Les jeunes gens s’inclinèrent d’un air convaincu.

— C’est singulier, dit Louis, que la réputation de ce puissant génie se soit étendue jusqu’aux lieux les plus éloignés et les plus ignorés du globe, et qu’elle se soit conservée pure et brillante au milieu de ces hommes grossiers, lorsque dans cette France pour laquelle il a tout fait, on s’est continuellement acharné à l’amoindrir et même à chercher à la détruire.

— Ainsi que font leurs compatriotes qui, de temps en temps, parcourent nos territoires de chasse, nos frères ont sans doute le projet de commercer en venant parmi nous ? où sont leurs marchandises ? reprit le chef.

— Nous ne sommes pas marchands, répondit Valentin, nous venons visiter nos frères les Araucans, dont on nous a beaucoup vanté la sagesse et l’hospitalité.

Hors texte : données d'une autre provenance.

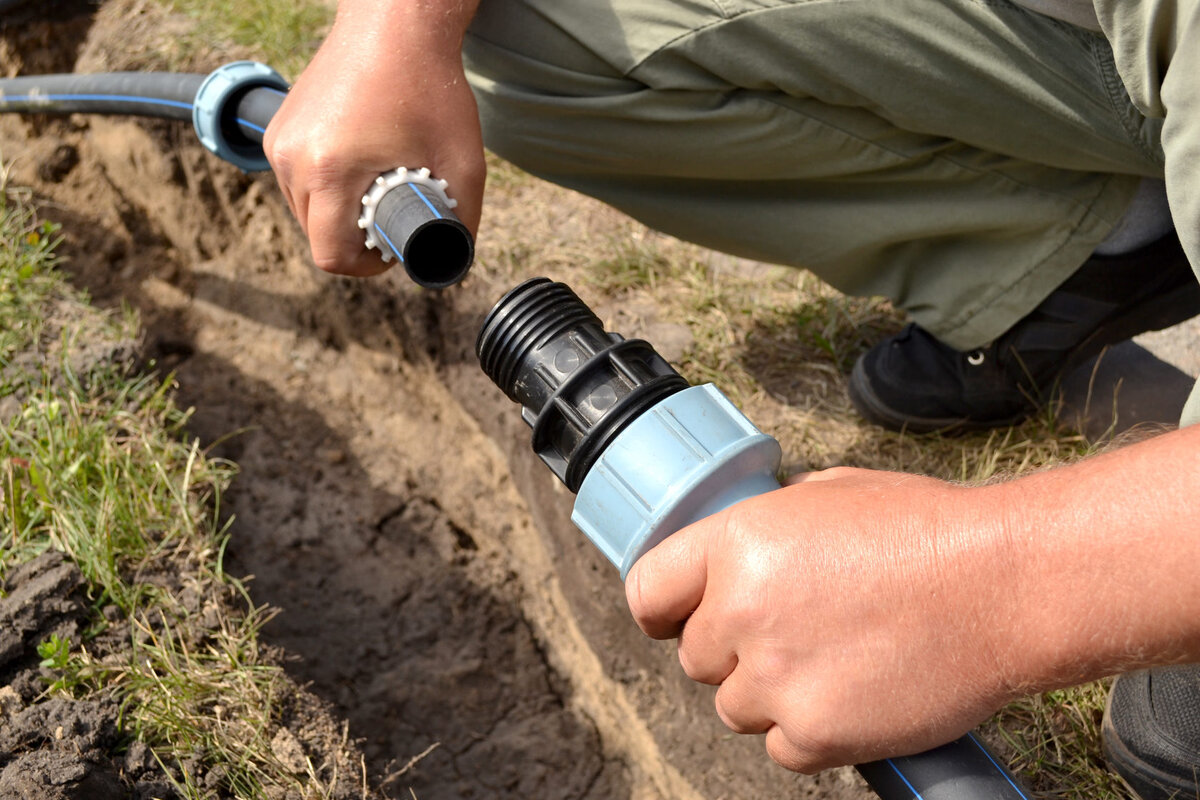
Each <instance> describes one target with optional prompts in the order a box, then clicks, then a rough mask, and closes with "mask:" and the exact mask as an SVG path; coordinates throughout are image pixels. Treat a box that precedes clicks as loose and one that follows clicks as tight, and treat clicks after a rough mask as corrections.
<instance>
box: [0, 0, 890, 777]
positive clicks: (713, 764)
mask: <svg viewBox="0 0 1200 800" xmlns="http://www.w3.org/2000/svg"><path fill="white" fill-rule="evenodd" d="M60 5H61V4H60ZM66 5H67V6H70V7H71V11H72V13H71V14H66V13H58V14H55V20H54V22H49V20H46V19H44V18H43V17H42V16H37V14H34V18H32V19H30V20H28V22H25V23H23V24H22V25H20V26H19V29H14V28H12V26H6V28H5V29H4V38H2V40H0V65H2V66H4V68H5V70H6V71H7V72H8V73H10V74H14V73H34V72H64V71H78V72H97V71H110V70H125V68H133V70H137V68H145V67H146V65H148V64H149V65H154V64H155V61H154V53H155V47H157V44H158V43H161V41H162V38H163V37H164V36H173V35H175V34H176V32H178V30H180V25H184V24H185V23H184V22H181V20H180V18H178V17H170V16H168V14H166V13H164V12H162V11H161V10H158V8H157V6H154V5H151V4H146V2H142V1H138V0H112V1H109V2H103V4H100V5H98V6H96V5H95V4H83V2H74V4H66ZM241 55H242V54H240V53H236V52H235V50H233V49H230V48H223V49H222V48H215V50H214V58H212V62H211V64H198V65H197V67H196V68H197V71H204V70H208V68H211V67H214V66H216V65H217V64H220V62H223V61H228V60H233V59H234V58H239V56H241ZM0 148H2V152H4V156H5V158H6V161H8V162H11V163H12V173H11V180H12V181H13V182H14V184H17V185H22V186H31V187H32V188H34V191H35V197H36V199H37V201H38V203H40V205H41V209H42V213H43V215H44V216H46V217H48V218H50V219H55V221H59V222H61V223H64V233H65V234H66V241H65V243H64V246H62V248H61V253H62V254H64V255H65V257H66V259H67V264H66V269H67V270H68V272H70V273H71V275H72V276H73V278H74V281H76V282H77V283H78V284H79V285H82V287H85V288H88V289H89V290H90V291H91V294H92V295H94V297H95V299H96V301H97V302H98V303H101V305H108V306H113V307H116V306H119V305H120V303H121V302H127V303H131V305H132V306H134V307H136V308H137V309H138V311H140V313H142V317H143V323H144V326H145V330H146V339H145V347H144V351H145V355H146V357H148V359H154V360H156V361H157V363H158V365H160V368H163V369H173V371H175V373H176V375H178V381H179V386H180V391H179V398H180V402H181V403H182V404H185V405H194V407H196V415H194V417H193V421H192V432H193V433H194V434H196V435H199V437H200V438H202V439H203V440H205V441H212V443H216V441H220V444H217V445H216V446H215V450H214V453H215V455H217V456H224V457H229V458H233V459H234V461H236V462H238V463H239V465H240V468H241V474H240V476H239V477H238V479H236V481H235V485H234V487H233V489H232V491H230V493H229V495H228V497H227V499H226V505H227V506H228V507H229V509H230V510H232V512H233V513H234V515H235V517H236V521H235V524H234V529H233V530H234V534H233V542H232V546H230V558H232V561H230V563H229V564H228V565H227V566H229V569H232V570H233V571H234V572H238V573H242V575H252V576H253V581H252V584H251V588H252V594H253V596H254V599H256V601H257V602H265V603H270V604H272V606H275V607H278V608H281V609H282V613H281V614H280V615H278V618H277V619H276V620H275V621H272V622H271V624H270V625H269V626H268V628H266V630H265V637H266V639H268V640H269V642H270V643H271V644H274V645H277V646H280V648H282V649H283V650H284V651H286V652H287V654H289V661H288V670H289V673H290V674H292V675H293V676H295V678H296V679H298V680H299V681H301V682H304V684H305V685H306V686H307V687H308V688H310V690H311V691H312V692H313V693H314V694H317V696H318V697H320V698H323V699H324V700H326V702H329V703H330V704H331V705H332V708H334V709H336V711H337V712H338V714H340V715H342V716H343V717H344V718H346V720H347V721H348V722H349V730H350V735H352V736H353V738H355V739H358V740H360V741H361V747H362V751H364V753H365V756H366V765H367V772H368V777H370V778H371V782H372V784H373V786H377V787H380V790H382V792H383V793H385V794H386V795H389V796H396V798H401V796H403V798H408V796H410V794H409V792H410V790H412V792H415V794H416V796H418V798H419V799H420V800H439V799H450V798H550V799H558V798H563V799H565V798H595V799H599V798H636V799H642V798H646V799H650V798H661V799H664V800H666V799H670V800H689V799H695V800H698V799H706V800H716V799H719V798H728V799H733V798H768V796H779V798H784V796H787V798H830V799H834V800H842V799H850V798H865V796H870V795H869V793H868V792H866V789H865V788H864V786H863V784H862V783H860V782H859V781H858V778H857V777H856V776H854V775H853V774H852V772H851V771H832V772H828V774H823V775H821V776H820V777H817V778H808V777H803V776H796V775H791V774H788V772H785V771H784V770H781V769H779V768H776V766H774V765H773V764H772V763H770V762H769V759H768V758H767V757H766V754H764V753H763V751H762V744H761V740H760V739H758V738H737V736H732V735H730V734H728V732H726V730H725V729H724V727H721V724H720V723H719V721H718V720H716V717H715V715H714V714H713V711H712V690H709V688H707V687H701V686H696V685H692V684H691V682H690V681H688V680H686V679H685V678H684V676H683V674H682V672H680V670H679V669H678V664H677V662H676V658H674V652H673V645H672V644H670V643H654V642H649V640H647V639H644V638H643V637H642V636H641V634H640V633H638V632H637V630H636V627H635V626H634V625H632V622H631V621H630V619H629V615H628V610H626V609H625V607H624V595H623V590H622V587H620V582H619V579H618V578H617V575H616V572H614V570H612V567H611V566H610V565H608V564H607V563H606V561H604V560H602V557H600V555H599V553H596V552H595V551H594V549H593V548H592V546H590V545H589V543H587V542H586V541H584V540H583V537H582V536H581V535H580V534H578V533H577V531H576V530H575V528H574V527H572V525H571V524H570V522H569V512H570V505H571V497H570V495H569V493H568V492H566V491H565V489H563V488H562V487H560V486H559V485H557V482H556V481H554V479H553V477H552V476H551V475H550V473H548V471H547V470H546V469H545V468H544V467H542V464H541V463H540V462H539V461H536V458H535V457H534V456H533V453H532V452H529V447H528V428H526V427H524V423H523V422H521V421H520V419H518V413H517V409H516V408H515V407H512V405H511V404H510V403H509V402H508V401H506V399H505V398H504V397H503V395H500V392H499V391H498V390H496V389H494V387H493V386H491V384H490V383H488V381H487V379H486V378H485V377H484V375H482V373H481V372H480V371H479V368H478V365H476V362H475V359H474V354H473V351H472V348H473V344H474V338H475V335H476V332H478V329H479V324H480V321H481V319H482V317H484V314H485V313H486V311H487V308H490V306H491V305H492V303H493V302H494V301H496V300H497V299H498V297H499V296H500V295H502V294H503V293H504V291H505V290H506V289H508V288H510V285H512V284H514V283H516V282H517V281H520V279H521V278H523V277H528V276H529V275H534V273H536V271H538V270H536V267H535V266H530V267H529V269H528V271H526V272H523V273H522V275H518V276H517V277H516V278H515V279H514V278H512V277H511V276H508V277H505V276H503V275H500V273H497V272H494V271H492V270H490V269H488V264H490V263H499V261H500V260H503V259H500V258H499V255H498V254H496V253H493V252H491V251H490V249H488V247H490V245H488V240H490V231H497V233H498V231H500V230H504V231H508V233H509V234H511V231H514V230H523V231H527V233H524V234H523V235H526V236H527V237H528V240H527V249H528V252H530V253H534V257H533V258H534V264H536V260H535V259H536V252H538V247H539V237H540V236H548V235H552V233H551V231H553V230H556V229H559V228H562V227H564V225H568V227H572V228H575V229H576V231H577V233H578V229H580V228H582V229H583V230H582V233H583V234H584V235H588V233H589V231H592V234H590V235H596V236H602V234H604V231H605V227H606V225H613V224H616V221H617V216H616V215H614V213H613V212H611V211H608V210H606V209H602V207H601V206H599V205H598V204H593V203H590V201H588V200H586V199H583V198H577V197H575V196H569V194H566V193H564V192H559V191H558V190H554V188H552V187H548V186H544V185H532V186H528V187H524V188H521V190H516V191H517V192H523V193H522V194H520V196H506V194H504V193H503V192H499V193H493V194H492V196H491V197H490V198H488V199H490V206H488V215H487V217H486V219H485V228H484V230H482V231H481V235H480V264H479V265H478V266H476V267H475V271H474V273H473V275H472V277H469V278H468V281H467V282H466V283H464V284H462V285H461V287H456V288H454V289H450V290H446V291H443V293H426V291H422V290H419V289H416V288H415V287H413V285H410V284H409V283H408V282H407V278H404V276H403V275H401V273H398V271H396V273H389V275H388V276H385V277H383V278H379V279H373V281H368V282H355V281H347V279H338V278H331V277H329V276H324V275H320V273H317V272H316V271H314V270H313V269H312V266H311V264H310V261H308V257H307V247H306V243H305V242H304V239H302V236H301V235H300V233H299V229H298V228H296V225H295V223H294V222H293V221H292V218H290V216H289V215H288V213H287V209H286V205H284V204H283V201H282V199H281V198H280V196H278V192H277V188H276V186H275V184H274V180H272V179H271V176H269V175H264V176H253V178H247V176H245V175H241V174H240V173H238V172H236V170H235V169H234V168H232V167H229V166H227V164H223V163H220V162H218V161H217V160H216V158H214V157H212V156H210V155H209V154H206V152H205V151H204V150H203V149H200V148H199V146H198V145H197V144H196V143H194V134H193V133H192V132H191V131H190V130H186V128H185V127H184V126H179V125H174V124H167V122H152V121H130V120H119V119H103V118H82V116H73V118H70V119H36V118H14V116H7V118H0ZM497 237H499V236H497ZM551 277H554V276H551ZM230 434H232V435H230ZM104 729H107V728H104ZM106 735H107V734H106ZM432 745H437V747H436V748H434V750H432V751H431V752H428V754H426V756H425V757H424V758H422V759H420V760H419V762H418V763H415V764H410V762H412V759H413V758H414V757H415V756H418V754H420V753H424V752H426V750H427V748H430V747H431V746H432ZM29 796H31V798H37V799H38V800H43V798H44V799H49V798H54V796H55V795H53V794H49V793H47V794H44V795H37V794H32V795H29ZM97 796H100V795H97Z"/></svg>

— Les Moluchos aiment les Français, dit le chef flatté du compliment, mes frères seront bien reçus dans les tolderias, — villages.

— À quelle tribu appartient mon frère ? demanda Valentin, intérieurement charmé de la bonne opinion que les Indiens avaient de ses compatriotes.

— Je suis un des principaux Ulmènes de la tribu sacrée du Grand Lièvre, dit le chef avec orgueil.

— Merci, un mot encore.

— Mon frère peut parler, mes oreilles sont ouvertes.

— Nous sommes à la recherche d’un chef molucho, auquel nous sommes recommandés par des amis de notre couleur, avec lesquels il a souvent trafiqué.

— Quel est le nom de ce chef ?

— Antinahuel.

— Bon.

— Mon frère le connaît ?

— Je le connais. Si mes frères veulent me suivre, ils verront le toldo d’un chef dans lequel ils seront reçus comme des Pennis. Dès qu’ils se seront reposés, s’ils le désirent, je les conduirai moi-même auprès d’Antinahuel, le plus puissant toqui des quatre Utal-Mapus de la confédération araucane.

— Quelle est la province gouvernée par Antinahuel ?

— Le Pirè-Mapus, c’est-à-dire l’intérieur des Andes.